Tear him to pieces. Scrape the marrow from his bones with a icepick, but he better not make a sound. This is suffering: there are no blue eyes, no children, no session.

He doesn't even flinch at the sudden appearance at the door. Doesn't seem to notice it, too lost, too removed from it all. Words come from the door, and not from her, not from the session.

"What is trouble, Doktor?"

She would have asked a similar question. Medic thinks about cold winters and the sky the colour of chlorine. Shrivelled corpses, warfarin-thinned blood and neat yellow stars accompanied by nastier slurs, painted on doors and homes.

Medic spits his words. "Peanut butter,"

The words come again. "What about peanut butter?"
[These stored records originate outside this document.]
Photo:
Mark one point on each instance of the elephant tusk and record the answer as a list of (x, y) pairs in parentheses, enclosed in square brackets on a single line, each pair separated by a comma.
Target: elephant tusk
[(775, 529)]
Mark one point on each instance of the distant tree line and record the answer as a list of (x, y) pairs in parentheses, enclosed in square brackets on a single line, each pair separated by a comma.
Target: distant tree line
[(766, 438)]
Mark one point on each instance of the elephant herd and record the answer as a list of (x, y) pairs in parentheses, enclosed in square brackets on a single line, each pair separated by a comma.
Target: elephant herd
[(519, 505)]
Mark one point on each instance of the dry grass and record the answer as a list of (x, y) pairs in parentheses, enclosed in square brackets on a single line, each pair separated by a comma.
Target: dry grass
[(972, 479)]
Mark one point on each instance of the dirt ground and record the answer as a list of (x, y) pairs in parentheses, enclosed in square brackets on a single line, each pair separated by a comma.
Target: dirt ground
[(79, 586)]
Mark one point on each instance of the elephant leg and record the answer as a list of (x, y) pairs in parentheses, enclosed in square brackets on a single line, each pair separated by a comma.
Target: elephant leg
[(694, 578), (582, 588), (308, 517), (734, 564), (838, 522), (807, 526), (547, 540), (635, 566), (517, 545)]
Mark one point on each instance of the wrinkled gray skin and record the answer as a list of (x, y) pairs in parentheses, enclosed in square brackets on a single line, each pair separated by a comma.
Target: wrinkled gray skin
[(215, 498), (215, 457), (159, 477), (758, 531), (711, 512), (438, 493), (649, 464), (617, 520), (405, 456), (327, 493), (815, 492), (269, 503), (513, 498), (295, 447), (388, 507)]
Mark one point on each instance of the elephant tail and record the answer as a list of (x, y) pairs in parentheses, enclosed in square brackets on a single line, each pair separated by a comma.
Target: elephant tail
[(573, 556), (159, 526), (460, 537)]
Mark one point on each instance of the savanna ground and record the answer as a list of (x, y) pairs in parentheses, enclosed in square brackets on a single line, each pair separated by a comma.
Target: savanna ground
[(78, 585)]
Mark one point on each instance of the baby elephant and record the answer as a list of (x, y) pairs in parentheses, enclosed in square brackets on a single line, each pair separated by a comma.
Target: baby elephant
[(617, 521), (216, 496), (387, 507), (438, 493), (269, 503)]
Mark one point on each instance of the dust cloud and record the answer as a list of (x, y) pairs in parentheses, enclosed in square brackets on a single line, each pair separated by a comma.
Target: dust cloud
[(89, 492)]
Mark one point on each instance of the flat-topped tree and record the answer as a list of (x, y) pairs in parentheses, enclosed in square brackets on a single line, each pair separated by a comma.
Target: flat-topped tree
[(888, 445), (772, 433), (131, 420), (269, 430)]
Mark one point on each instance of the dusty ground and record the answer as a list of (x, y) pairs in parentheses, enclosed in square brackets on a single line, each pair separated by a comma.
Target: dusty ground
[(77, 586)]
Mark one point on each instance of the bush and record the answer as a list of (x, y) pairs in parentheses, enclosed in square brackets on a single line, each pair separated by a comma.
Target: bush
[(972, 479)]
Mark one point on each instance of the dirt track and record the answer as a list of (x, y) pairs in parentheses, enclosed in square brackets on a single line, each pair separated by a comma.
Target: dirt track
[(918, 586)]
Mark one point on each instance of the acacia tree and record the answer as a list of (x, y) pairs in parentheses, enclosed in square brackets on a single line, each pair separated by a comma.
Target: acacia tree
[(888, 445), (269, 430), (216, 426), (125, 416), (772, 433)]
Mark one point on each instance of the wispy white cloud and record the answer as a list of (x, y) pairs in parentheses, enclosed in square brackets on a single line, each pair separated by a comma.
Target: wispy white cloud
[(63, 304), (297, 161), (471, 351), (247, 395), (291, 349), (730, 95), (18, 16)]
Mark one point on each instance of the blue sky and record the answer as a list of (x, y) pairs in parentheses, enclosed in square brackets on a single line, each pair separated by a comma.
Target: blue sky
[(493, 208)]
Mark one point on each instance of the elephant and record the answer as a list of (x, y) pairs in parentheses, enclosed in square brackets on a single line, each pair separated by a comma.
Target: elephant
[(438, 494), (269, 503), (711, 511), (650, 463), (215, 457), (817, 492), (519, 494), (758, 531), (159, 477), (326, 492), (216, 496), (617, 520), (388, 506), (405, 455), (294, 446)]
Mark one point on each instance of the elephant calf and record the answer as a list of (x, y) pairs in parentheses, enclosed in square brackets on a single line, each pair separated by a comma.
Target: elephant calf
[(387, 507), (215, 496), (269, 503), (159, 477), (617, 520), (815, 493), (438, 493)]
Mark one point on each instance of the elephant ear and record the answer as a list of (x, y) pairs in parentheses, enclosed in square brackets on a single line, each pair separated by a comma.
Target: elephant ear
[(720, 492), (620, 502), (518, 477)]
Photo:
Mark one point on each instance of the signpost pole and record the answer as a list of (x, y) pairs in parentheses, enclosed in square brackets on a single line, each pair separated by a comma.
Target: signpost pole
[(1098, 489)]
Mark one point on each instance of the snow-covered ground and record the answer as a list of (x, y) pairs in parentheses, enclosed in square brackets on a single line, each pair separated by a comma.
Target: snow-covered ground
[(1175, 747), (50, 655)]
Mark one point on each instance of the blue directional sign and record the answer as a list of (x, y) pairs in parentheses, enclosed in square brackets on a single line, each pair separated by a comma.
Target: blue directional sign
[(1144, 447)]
Medic says that he is lying. His eyes will not move from one corner of his desk, bleakly fixed there, frozen in the grip of this memory, of her voice. There is no session, there is no she, but he cannot control himself.

"Why does Doktor lie?" It's the final straw. Red-faced and sweltering with shame, Medic stands up suddenly, arms bent at the elbows, fists screwed into political statements.

"Because there are no children!" He roars. "Never!" In the corner of the room,on a file cabinet, Archimedes hides his eyes in fear, and even Heavy, the intruder, a stronger, larger man shrinks back in surprise, and fear. His Doktor rarely shouts, rarely raises his voice beyond measures, implacable tones of grim sarcasm.

Before, half-risen from nightmares, he talks of them. These children. And Heavy knows only because he has asked, only because he has earned the pain of these memories, through time and many bloody, glorious victories, side-by-side.

Medic comes out of the trance in a daze, blanching from beet red to stanlingrad white in a second, his body curving like a bow and he falls, gracelessly, onto the surly concrete floor.

His vision blurs until all he can see if the woman he once called 'wife', and the children he failed, most of which strangers, young and bright and –and –gone...

In a second, Heavy is at his side. Returning to reality, and to himself, Medic waves a hand, dizzy and confused, but well enough. "It's nozhing," He waves a hand. "Nozhing. Mein-...my blood sugar must be..." On the way up, he has another momentary lapse. Having had enough, Heavy heaves him to standing with a single hand, careful and loving in the gesture.

He says nothing. Medic will speak in his own time; he usually does. At first, Heavy is apprehensive as to what triggered this reaction, but sees that Medic's sleeves are rolled up, and he's not wearing any gloves. This is unusual and dangerous: it exposes the hard, black number on Medic's arm.

There is a deep scar running through it, trying to erase that life. It wasn't until he was bleeding out that Medic realised what he was trying to destroy was a lot deeper and harder to get at than the defenceless skin of his arm. He couldn't get at it from the outside in.

Heavy rolls down the sleeves of the shirt with care. He tries to be delicate. And Medic is looking at him with such remorse, and such shame. His voice is soft when he speaks, "Is okay. Is over now,"

It isn't. It hasn't been over for a long time. Worst of all, there is no session, no woman. It's just an empty infirmary on a tuesday night, where the darkness is so loud it almost drowns out the memory.

Heavy lets him be. He says not a word, but presses close to him that night, his arms like a parachute, his body like an emergency exit row. He doesn't ask about the session, about the children. About the war.

And it's sad, because Medic thinks...nobody ever believes this story.